Trata-se de ato administrativo normativo extenso, que pretende submeter o direito urbanístico a uma classificação de risco que, em conformidade com o princípio da liberdade econômica, permita uma flexibilização do licenciamento urbanístico nas cidades brasileiras.
Preliminarmente, antes de qualquer análise quanto ao conteúdo do texto da referida resolução, cabe destacar o descabimento da via escolhida para o tratamento da questão. Ao fazer referência ao “direito urbanístico”, a resolução se remete a matéria objeto de lei, não podendo de forma nenhuma ser objeto de uma resolução. Quaisquer alterações legislativas de normas gerais de direito urbanístico devem ser feitas por lei, com garantia do debate público que é inerente ao processo legislativo e estudos técnicos, em conformidade com as diretrizes do Estatuto da Cidade (art. 2, II), a lei geral de direito urbanístico prevista na Constituição Federal.

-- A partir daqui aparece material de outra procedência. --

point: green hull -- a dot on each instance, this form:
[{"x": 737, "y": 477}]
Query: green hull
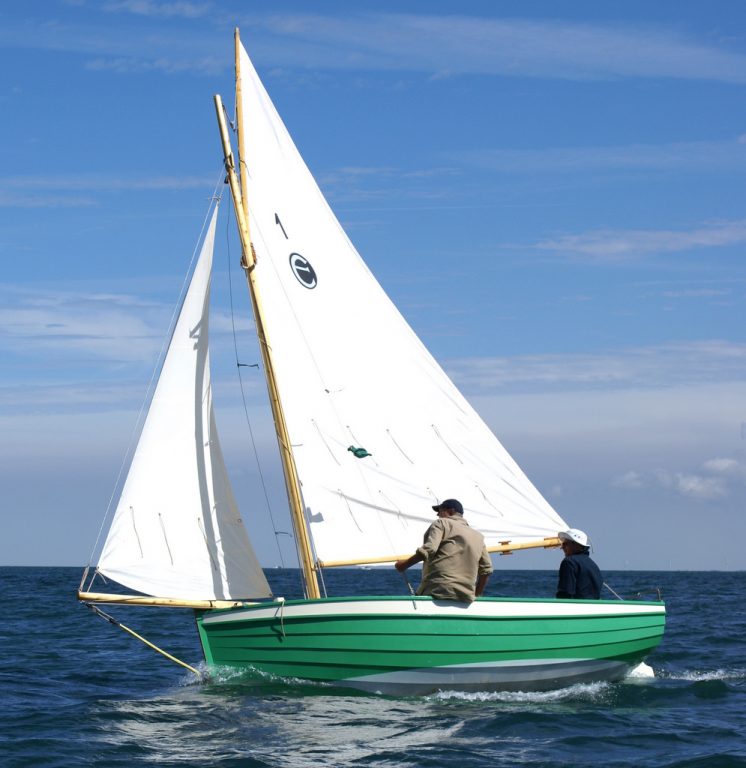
[{"x": 414, "y": 646}]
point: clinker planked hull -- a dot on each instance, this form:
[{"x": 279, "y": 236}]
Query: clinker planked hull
[{"x": 412, "y": 646}]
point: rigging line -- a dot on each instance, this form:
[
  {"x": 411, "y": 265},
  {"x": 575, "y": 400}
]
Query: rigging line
[
  {"x": 137, "y": 428},
  {"x": 243, "y": 397},
  {"x": 116, "y": 623}
]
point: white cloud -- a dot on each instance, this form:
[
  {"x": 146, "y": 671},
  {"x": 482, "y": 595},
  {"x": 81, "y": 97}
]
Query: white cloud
[
  {"x": 652, "y": 366},
  {"x": 698, "y": 487},
  {"x": 181, "y": 8},
  {"x": 454, "y": 44},
  {"x": 725, "y": 467},
  {"x": 436, "y": 45},
  {"x": 609, "y": 246},
  {"x": 629, "y": 480},
  {"x": 703, "y": 156}
]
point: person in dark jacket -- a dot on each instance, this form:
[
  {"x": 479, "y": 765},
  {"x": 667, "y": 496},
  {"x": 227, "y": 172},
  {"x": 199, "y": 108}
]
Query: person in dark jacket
[{"x": 579, "y": 576}]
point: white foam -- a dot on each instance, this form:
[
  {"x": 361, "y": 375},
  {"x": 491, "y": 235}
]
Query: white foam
[
  {"x": 578, "y": 691},
  {"x": 642, "y": 671},
  {"x": 716, "y": 674}
]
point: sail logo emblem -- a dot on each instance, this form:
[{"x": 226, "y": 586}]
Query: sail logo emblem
[{"x": 303, "y": 270}]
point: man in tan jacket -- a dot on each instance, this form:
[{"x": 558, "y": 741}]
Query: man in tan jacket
[{"x": 457, "y": 565}]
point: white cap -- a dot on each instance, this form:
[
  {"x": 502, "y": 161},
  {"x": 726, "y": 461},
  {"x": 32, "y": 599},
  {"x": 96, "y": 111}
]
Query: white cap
[{"x": 573, "y": 534}]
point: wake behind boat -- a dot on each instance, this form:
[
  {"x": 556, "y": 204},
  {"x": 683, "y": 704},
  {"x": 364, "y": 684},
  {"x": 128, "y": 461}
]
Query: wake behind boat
[{"x": 371, "y": 433}]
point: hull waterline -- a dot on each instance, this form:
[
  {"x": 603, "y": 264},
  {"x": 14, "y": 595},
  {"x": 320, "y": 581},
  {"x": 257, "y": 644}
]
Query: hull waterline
[{"x": 405, "y": 646}]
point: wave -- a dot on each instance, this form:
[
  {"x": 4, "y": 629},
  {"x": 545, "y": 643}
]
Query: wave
[
  {"x": 579, "y": 691},
  {"x": 696, "y": 676}
]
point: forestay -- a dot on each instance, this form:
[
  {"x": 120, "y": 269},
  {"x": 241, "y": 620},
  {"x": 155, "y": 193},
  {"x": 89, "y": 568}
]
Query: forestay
[
  {"x": 352, "y": 373},
  {"x": 176, "y": 531}
]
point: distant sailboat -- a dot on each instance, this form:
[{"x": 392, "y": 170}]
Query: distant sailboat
[{"x": 371, "y": 433}]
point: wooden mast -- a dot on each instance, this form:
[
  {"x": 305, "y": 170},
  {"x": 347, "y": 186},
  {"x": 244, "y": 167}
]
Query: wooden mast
[{"x": 240, "y": 205}]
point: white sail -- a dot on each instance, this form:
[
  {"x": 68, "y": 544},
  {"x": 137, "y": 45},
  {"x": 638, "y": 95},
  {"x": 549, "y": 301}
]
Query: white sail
[
  {"x": 176, "y": 531},
  {"x": 351, "y": 372}
]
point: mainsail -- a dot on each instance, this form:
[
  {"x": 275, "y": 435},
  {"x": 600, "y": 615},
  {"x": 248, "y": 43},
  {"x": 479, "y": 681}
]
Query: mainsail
[
  {"x": 176, "y": 531},
  {"x": 353, "y": 375}
]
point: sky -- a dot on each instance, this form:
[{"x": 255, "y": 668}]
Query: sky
[{"x": 551, "y": 193}]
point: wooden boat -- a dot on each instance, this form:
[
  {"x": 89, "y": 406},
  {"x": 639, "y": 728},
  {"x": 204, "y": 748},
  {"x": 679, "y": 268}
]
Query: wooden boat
[{"x": 371, "y": 433}]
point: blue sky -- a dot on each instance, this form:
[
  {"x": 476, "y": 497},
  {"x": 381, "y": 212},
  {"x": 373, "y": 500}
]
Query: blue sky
[{"x": 552, "y": 193}]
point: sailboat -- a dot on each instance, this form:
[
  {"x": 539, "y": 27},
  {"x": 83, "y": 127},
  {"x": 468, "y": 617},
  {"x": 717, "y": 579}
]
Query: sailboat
[{"x": 372, "y": 433}]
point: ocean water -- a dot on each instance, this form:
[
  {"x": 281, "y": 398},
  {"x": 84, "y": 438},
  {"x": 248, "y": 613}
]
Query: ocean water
[{"x": 76, "y": 691}]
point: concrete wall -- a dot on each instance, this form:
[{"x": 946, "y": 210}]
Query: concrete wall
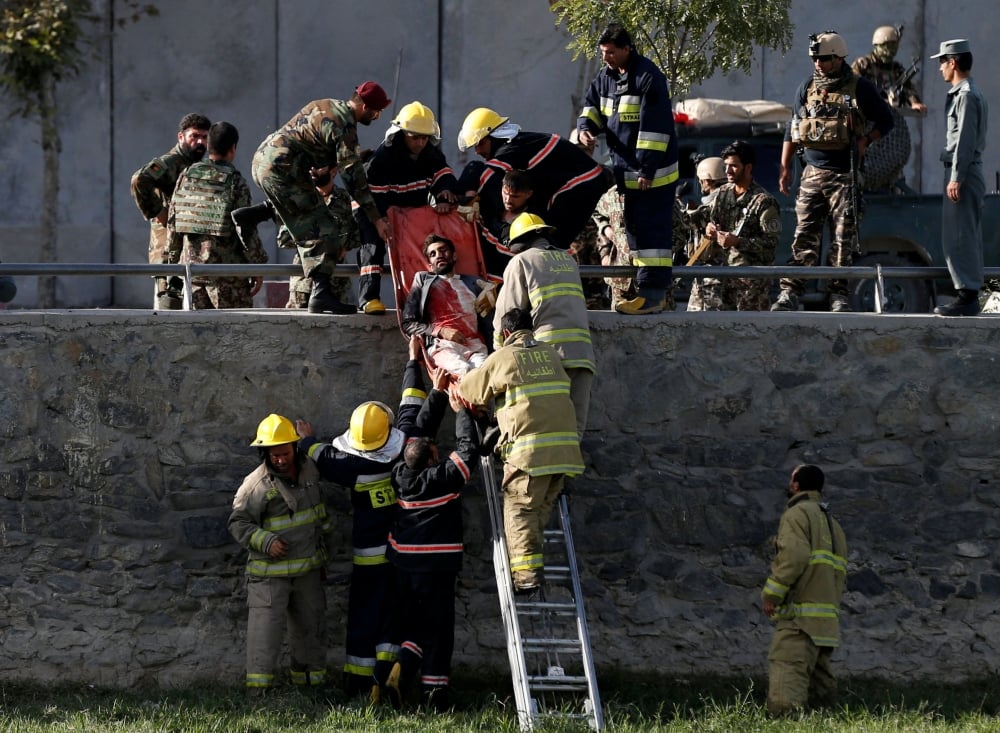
[
  {"x": 123, "y": 435},
  {"x": 260, "y": 64}
]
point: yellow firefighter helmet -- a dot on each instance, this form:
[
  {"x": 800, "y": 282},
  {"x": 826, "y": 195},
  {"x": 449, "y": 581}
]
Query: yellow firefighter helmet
[
  {"x": 417, "y": 119},
  {"x": 525, "y": 223},
  {"x": 479, "y": 123},
  {"x": 370, "y": 426},
  {"x": 275, "y": 430}
]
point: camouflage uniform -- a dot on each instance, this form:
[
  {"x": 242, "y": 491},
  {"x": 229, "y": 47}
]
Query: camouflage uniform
[
  {"x": 755, "y": 218},
  {"x": 152, "y": 187},
  {"x": 610, "y": 212},
  {"x": 324, "y": 132},
  {"x": 886, "y": 157},
  {"x": 348, "y": 238},
  {"x": 201, "y": 231}
]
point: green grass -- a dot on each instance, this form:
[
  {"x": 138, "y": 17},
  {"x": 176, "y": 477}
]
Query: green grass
[{"x": 631, "y": 704}]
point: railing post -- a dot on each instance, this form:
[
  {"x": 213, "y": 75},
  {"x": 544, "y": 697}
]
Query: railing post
[{"x": 879, "y": 289}]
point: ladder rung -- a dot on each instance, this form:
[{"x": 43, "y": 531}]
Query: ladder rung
[
  {"x": 571, "y": 646},
  {"x": 566, "y": 682},
  {"x": 566, "y": 716},
  {"x": 538, "y": 606}
]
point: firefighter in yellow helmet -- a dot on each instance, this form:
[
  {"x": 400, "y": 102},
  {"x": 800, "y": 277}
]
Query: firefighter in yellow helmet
[
  {"x": 362, "y": 458},
  {"x": 545, "y": 281},
  {"x": 279, "y": 516},
  {"x": 407, "y": 170}
]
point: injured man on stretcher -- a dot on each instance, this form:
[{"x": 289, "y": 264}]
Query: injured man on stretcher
[{"x": 451, "y": 311}]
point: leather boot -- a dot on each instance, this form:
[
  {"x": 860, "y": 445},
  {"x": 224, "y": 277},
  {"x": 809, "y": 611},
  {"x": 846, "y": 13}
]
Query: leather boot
[
  {"x": 322, "y": 300},
  {"x": 965, "y": 304},
  {"x": 251, "y": 216}
]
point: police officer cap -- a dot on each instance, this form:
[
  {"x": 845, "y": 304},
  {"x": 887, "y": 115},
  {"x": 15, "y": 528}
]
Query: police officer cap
[{"x": 953, "y": 48}]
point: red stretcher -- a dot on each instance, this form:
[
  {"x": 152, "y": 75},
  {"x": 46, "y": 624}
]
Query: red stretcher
[{"x": 410, "y": 227}]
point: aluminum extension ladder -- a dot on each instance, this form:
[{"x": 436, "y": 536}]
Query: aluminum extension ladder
[{"x": 548, "y": 644}]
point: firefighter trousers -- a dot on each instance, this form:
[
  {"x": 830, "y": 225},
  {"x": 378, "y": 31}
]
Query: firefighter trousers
[
  {"x": 369, "y": 627},
  {"x": 425, "y": 616},
  {"x": 298, "y": 605},
  {"x": 800, "y": 675},
  {"x": 527, "y": 505}
]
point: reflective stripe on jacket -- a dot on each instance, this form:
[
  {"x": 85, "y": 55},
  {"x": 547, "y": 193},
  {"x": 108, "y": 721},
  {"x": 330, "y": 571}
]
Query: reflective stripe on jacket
[
  {"x": 546, "y": 280},
  {"x": 266, "y": 508},
  {"x": 809, "y": 570},
  {"x": 633, "y": 111},
  {"x": 536, "y": 416}
]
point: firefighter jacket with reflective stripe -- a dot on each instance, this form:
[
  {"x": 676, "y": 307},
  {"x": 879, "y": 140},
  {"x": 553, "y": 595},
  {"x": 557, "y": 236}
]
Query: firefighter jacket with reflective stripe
[
  {"x": 536, "y": 416},
  {"x": 558, "y": 170},
  {"x": 396, "y": 178},
  {"x": 633, "y": 111},
  {"x": 427, "y": 535},
  {"x": 809, "y": 570},
  {"x": 373, "y": 499},
  {"x": 546, "y": 280},
  {"x": 267, "y": 507}
]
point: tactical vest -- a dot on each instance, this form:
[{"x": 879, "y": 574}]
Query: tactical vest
[
  {"x": 829, "y": 118},
  {"x": 203, "y": 202}
]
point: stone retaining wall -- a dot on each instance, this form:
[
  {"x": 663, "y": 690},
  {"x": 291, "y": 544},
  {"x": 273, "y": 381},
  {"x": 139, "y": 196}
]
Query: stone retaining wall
[{"x": 123, "y": 435}]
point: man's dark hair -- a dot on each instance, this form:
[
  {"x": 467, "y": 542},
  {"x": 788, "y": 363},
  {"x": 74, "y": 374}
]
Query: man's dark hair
[
  {"x": 196, "y": 121},
  {"x": 962, "y": 60},
  {"x": 516, "y": 319},
  {"x": 809, "y": 478},
  {"x": 615, "y": 33},
  {"x": 742, "y": 150},
  {"x": 518, "y": 181},
  {"x": 432, "y": 238},
  {"x": 417, "y": 453},
  {"x": 222, "y": 136}
]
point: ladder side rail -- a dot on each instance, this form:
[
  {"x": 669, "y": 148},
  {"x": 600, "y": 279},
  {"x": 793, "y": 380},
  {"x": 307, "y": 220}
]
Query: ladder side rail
[
  {"x": 505, "y": 592},
  {"x": 581, "y": 615}
]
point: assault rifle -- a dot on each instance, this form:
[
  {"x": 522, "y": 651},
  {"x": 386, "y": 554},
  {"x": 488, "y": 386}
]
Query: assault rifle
[
  {"x": 855, "y": 209},
  {"x": 896, "y": 91}
]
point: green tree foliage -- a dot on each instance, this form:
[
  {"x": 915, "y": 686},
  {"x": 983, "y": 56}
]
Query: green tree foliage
[
  {"x": 690, "y": 40},
  {"x": 43, "y": 42}
]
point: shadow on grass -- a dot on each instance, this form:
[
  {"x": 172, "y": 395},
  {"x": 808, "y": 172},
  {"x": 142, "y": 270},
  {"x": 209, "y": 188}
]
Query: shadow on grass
[{"x": 632, "y": 698}]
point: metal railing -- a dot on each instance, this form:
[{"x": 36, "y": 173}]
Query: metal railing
[{"x": 876, "y": 273}]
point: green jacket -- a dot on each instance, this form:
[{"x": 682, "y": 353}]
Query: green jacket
[
  {"x": 809, "y": 570},
  {"x": 267, "y": 507}
]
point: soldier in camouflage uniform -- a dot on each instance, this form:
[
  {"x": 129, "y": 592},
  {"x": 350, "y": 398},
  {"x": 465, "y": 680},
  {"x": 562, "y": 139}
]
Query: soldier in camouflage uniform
[
  {"x": 612, "y": 244},
  {"x": 201, "y": 231},
  {"x": 152, "y": 187},
  {"x": 338, "y": 201},
  {"x": 885, "y": 160},
  {"x": 323, "y": 132},
  {"x": 832, "y": 108},
  {"x": 706, "y": 292},
  {"x": 745, "y": 221}
]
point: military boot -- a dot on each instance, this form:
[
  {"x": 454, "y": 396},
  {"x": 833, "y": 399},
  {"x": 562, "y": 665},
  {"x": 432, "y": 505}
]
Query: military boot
[
  {"x": 322, "y": 300},
  {"x": 965, "y": 304}
]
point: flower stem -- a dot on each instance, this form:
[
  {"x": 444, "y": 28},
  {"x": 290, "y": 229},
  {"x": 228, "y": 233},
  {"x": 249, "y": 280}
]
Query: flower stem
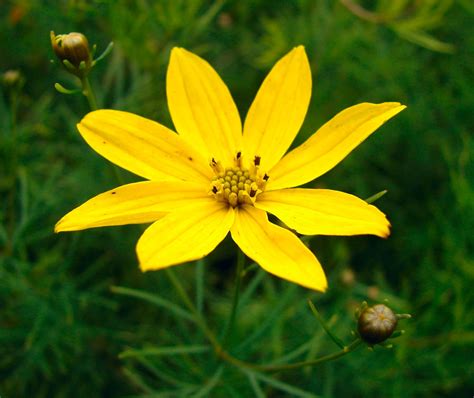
[
  {"x": 218, "y": 347},
  {"x": 235, "y": 301},
  {"x": 89, "y": 93},
  {"x": 276, "y": 368}
]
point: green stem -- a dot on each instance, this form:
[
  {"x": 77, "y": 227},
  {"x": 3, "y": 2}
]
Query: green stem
[
  {"x": 235, "y": 301},
  {"x": 89, "y": 93},
  {"x": 224, "y": 355},
  {"x": 326, "y": 328},
  {"x": 188, "y": 303},
  {"x": 276, "y": 368}
]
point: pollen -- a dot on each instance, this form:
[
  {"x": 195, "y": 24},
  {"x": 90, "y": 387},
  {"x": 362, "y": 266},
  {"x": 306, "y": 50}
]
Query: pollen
[{"x": 237, "y": 186}]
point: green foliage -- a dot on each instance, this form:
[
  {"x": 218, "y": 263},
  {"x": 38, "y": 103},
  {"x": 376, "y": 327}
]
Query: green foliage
[{"x": 77, "y": 317}]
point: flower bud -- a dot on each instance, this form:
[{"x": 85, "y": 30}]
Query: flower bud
[
  {"x": 72, "y": 49},
  {"x": 376, "y": 324},
  {"x": 12, "y": 78}
]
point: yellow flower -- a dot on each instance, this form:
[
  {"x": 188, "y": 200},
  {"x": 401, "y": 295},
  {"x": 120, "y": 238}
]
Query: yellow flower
[{"x": 212, "y": 178}]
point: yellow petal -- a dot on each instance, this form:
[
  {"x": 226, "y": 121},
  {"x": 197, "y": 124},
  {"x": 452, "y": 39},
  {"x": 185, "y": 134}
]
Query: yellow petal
[
  {"x": 184, "y": 235},
  {"x": 324, "y": 212},
  {"x": 330, "y": 144},
  {"x": 276, "y": 249},
  {"x": 143, "y": 146},
  {"x": 201, "y": 107},
  {"x": 278, "y": 111},
  {"x": 136, "y": 203}
]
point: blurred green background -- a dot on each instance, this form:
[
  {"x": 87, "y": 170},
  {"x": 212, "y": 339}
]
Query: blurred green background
[{"x": 78, "y": 318}]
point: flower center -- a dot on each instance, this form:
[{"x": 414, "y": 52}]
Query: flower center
[{"x": 237, "y": 185}]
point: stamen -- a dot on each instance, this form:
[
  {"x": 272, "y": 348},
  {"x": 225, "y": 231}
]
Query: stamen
[{"x": 237, "y": 185}]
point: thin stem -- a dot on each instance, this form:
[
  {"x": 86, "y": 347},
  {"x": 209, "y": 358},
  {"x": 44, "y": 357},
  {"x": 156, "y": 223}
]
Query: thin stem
[
  {"x": 235, "y": 301},
  {"x": 89, "y": 93},
  {"x": 188, "y": 303},
  {"x": 326, "y": 328},
  {"x": 276, "y": 368},
  {"x": 225, "y": 356}
]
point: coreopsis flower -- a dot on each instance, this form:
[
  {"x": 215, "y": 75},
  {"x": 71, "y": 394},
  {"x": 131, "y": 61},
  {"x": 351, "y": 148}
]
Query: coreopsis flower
[{"x": 214, "y": 176}]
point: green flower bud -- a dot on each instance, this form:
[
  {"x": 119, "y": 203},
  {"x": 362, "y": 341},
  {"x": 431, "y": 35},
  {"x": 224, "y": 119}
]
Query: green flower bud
[
  {"x": 72, "y": 49},
  {"x": 376, "y": 324},
  {"x": 12, "y": 78}
]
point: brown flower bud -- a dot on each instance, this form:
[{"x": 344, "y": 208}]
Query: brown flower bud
[
  {"x": 376, "y": 324},
  {"x": 72, "y": 49}
]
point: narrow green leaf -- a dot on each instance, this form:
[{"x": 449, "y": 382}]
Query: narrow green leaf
[
  {"x": 375, "y": 197},
  {"x": 161, "y": 351},
  {"x": 255, "y": 386},
  {"x": 154, "y": 299},
  {"x": 279, "y": 385}
]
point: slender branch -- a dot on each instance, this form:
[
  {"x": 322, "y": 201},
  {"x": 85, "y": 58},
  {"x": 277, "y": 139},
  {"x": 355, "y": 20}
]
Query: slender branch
[
  {"x": 362, "y": 13},
  {"x": 89, "y": 93},
  {"x": 326, "y": 328},
  {"x": 225, "y": 356},
  {"x": 235, "y": 301},
  {"x": 275, "y": 368}
]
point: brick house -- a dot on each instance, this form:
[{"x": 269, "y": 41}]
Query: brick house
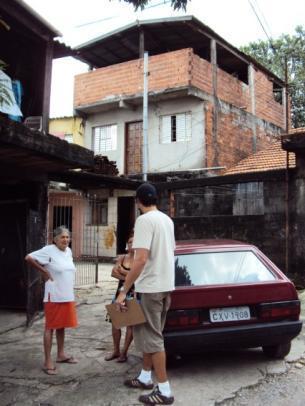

Além disso, deve ser destacado o fato de uma norma tão importante, e com potenciais impactos tão severos, ser apresentada por meio de resolução – ato unilateral – em um cenário de desmonte de órgãos e estruturas de participação da sociedade na política urbana nacional.
Aparentemente é mais uma demonstração de autoritarismo que deve ser rechaçada, especialmente considerando seu conteúdo que, em uma aparente complementação da lei da liberdade econômica – 13.874/19 – pretende promover a desregulamentação e afrouxamento da política urbana em favor da propriedade privada e das atividades a ela inerentes, mascarada sob o viés da tal liberdade econômica, como se esta não se submetesse as regras de interesses difusos e coletivos.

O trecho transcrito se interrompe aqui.